È qui che il desiderio si trasforma in bramosia: dei beni, delle persone, perfino delle relazioni.
Criminalità minorile e adulti deviati: una spirale che contagia
La conseguenza è sotto gli occhi di chiunque voglia vederla: una criminalità minorile in aumento, aggressiva, sfrontata, imitativa. Giovani che assorbono i modelli peggiori non solo dalle organizzazioni criminali, ma anche — e qui fa male dirlo, ma bisogna farlo — dal mondo degli adulti, inclusi politica, imprese, pubblica amministrazione.
I quartieri abbandonati, quelli storicamente dimenticati, diventano incubatoi di devianza: lì dove lo Stato è assente, lo Stato parallelo prospera. E a molti minori viene negato perfino il diritto all’educazione, base minima per sperare in una vita diversa.
La deprivazione psicologica produce frustrazione, rabbia, desiderio di rivalsa. E quella sensazione dolciastra di impunità alimenta la convinzione che tutto sia possibile, anche delinquere.
Politica, professioni, affari: gli adulti che danno il cattivo esempio
E poi ci sono loro: gli amministratori della “res publica”, coloro che dovrebbero essere fari, esempi, guide. Sempre più numerosi, invece, sono quelli che partecipano al grande gioco della distorsione delle regole. Trasferimenti illeciti di ricchezza dal pubblico al privato, favori, corsie preferenziali, clientele.
Urbanistica, lavori pubblici, contributi, forniture, contratti, appalti, concorsi: è lungo l’elenco dei settori in cui la torsione delle regole è diventata la norma. Una normalità tossica, capace di contagiare la società intera. Un sistema delle illegalità talmente pervasivo da infiltrarsi nelle coscienze più fragili e condizionare anche quelle che fragili non erano.
L’Italia nella città dolente: l’immagine dantesca che calza alla perfezione
All’ingresso dell’Inferno, Dante scriveva:
“Per me si va nella città dolente… lasciate ogni speranza voi che entrate.”
Mai metafora fu più adatta al nostro Paese di oggi. Una nazione dove, troppo spesso, la speranza sembra un lusso e il futuro una strada chiusa.

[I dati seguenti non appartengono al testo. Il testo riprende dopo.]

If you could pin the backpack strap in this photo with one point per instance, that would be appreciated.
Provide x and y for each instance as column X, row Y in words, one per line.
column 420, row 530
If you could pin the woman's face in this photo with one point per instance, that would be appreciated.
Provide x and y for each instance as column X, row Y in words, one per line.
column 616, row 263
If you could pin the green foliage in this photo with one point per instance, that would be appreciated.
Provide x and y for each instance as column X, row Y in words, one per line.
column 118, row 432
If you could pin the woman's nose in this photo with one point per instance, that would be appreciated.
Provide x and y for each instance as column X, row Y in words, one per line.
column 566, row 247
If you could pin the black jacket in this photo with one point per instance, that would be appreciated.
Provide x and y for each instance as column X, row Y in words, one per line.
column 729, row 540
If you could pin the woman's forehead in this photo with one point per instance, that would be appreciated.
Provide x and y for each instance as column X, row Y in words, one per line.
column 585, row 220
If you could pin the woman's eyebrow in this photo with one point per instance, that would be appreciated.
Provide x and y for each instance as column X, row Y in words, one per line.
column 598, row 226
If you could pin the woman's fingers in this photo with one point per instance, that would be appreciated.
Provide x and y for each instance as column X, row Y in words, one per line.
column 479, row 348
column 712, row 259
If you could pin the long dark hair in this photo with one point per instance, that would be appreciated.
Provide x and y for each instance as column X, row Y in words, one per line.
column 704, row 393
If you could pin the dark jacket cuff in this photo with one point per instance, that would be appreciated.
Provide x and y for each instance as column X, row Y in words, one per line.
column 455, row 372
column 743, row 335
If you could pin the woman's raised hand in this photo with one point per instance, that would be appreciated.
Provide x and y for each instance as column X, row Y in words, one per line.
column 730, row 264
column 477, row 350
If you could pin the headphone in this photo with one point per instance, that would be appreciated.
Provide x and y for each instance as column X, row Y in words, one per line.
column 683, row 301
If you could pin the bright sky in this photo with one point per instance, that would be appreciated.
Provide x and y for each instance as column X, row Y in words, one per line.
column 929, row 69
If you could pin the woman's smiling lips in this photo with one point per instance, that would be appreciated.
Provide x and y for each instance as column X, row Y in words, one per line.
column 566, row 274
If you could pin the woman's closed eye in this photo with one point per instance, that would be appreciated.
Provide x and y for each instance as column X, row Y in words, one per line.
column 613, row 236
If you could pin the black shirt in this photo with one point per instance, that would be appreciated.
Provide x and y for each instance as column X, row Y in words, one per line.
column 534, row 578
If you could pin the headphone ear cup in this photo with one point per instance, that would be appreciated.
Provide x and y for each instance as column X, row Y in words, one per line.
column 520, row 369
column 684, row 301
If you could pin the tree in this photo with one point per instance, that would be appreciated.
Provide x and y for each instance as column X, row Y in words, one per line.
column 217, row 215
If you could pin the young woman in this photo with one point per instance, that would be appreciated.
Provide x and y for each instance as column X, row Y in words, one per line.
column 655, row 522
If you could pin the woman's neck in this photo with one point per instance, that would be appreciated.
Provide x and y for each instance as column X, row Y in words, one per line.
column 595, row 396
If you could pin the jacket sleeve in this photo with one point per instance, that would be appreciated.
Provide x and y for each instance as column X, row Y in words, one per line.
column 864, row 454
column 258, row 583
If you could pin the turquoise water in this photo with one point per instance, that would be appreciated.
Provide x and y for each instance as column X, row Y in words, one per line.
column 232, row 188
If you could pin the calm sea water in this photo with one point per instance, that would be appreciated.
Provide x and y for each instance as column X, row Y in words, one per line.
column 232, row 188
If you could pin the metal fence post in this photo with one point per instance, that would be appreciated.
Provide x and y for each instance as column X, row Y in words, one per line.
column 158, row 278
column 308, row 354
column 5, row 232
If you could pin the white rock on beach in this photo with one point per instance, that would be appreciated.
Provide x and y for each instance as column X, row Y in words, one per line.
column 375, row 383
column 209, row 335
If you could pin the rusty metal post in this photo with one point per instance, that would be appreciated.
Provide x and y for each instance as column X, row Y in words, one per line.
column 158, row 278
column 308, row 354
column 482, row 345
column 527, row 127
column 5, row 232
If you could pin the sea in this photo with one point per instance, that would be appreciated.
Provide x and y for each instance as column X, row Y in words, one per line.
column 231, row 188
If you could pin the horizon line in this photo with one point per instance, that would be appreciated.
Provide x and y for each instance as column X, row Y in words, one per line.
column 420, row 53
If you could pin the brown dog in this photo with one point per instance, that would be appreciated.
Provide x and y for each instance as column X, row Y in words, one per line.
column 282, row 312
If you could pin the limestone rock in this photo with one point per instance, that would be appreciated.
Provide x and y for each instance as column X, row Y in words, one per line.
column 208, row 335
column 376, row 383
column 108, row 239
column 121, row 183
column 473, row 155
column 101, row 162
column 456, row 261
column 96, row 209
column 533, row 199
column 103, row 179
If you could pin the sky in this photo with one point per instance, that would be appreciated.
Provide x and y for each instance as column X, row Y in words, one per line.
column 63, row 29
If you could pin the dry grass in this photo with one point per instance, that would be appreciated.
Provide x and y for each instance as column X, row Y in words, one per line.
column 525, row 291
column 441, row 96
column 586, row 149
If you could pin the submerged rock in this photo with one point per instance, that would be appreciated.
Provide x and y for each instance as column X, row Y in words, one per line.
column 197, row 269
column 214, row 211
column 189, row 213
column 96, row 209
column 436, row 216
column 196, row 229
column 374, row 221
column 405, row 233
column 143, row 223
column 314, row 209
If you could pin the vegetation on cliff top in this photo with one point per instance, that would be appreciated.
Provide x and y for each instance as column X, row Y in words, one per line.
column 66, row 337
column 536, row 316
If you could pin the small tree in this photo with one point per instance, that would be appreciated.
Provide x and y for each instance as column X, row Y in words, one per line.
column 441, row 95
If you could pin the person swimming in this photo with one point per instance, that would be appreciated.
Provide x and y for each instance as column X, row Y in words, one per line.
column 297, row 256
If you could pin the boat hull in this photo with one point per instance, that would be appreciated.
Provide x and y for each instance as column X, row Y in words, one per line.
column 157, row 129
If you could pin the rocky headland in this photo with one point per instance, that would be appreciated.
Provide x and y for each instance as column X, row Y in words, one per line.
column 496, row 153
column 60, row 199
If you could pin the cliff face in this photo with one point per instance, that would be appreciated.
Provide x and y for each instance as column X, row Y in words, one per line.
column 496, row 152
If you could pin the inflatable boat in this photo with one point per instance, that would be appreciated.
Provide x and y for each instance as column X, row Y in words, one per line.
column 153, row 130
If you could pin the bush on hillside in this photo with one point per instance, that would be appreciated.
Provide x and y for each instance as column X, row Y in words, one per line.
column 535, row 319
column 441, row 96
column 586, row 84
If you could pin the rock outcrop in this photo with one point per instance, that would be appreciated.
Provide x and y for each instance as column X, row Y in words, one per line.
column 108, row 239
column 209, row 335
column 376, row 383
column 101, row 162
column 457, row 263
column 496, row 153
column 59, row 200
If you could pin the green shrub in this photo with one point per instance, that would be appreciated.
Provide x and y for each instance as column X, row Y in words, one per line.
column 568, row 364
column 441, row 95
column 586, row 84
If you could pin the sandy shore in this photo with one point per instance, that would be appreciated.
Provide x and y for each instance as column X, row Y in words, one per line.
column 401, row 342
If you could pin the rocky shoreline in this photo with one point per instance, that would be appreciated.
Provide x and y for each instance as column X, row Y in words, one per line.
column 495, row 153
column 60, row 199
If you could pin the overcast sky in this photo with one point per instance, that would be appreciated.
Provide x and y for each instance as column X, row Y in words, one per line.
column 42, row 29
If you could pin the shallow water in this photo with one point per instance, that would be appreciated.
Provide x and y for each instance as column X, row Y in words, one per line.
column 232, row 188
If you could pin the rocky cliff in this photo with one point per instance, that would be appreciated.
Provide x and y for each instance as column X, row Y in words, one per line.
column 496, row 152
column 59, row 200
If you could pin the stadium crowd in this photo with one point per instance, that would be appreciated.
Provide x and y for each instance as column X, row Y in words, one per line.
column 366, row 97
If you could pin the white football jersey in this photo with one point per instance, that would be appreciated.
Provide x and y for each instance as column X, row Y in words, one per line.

Ma non si può — non si deve — indulgere nella rassegnazione. Perché ogni epoca buia ha le sue crepe, e da quelle crepe passa la luce. La consapevolezza, la denuncia, il rifiuto del silenzio sono ancora armi potenti. E sì, nonostante tutto, esiste ancora una speranza capace di opporsi al declino morale, di ricostruire ciò che è stato demolito, di restituire dignità ai luoghi e alle persone.
La speranza non è ottimismo ingenuo: è resistenza. È credere che si possa invertire la rotta. È l’urgenza di ricominciare a parlare di valori, responsabilità, giustizia, educazione.
Perché è da lì che rinascono i Paesi. Sempre.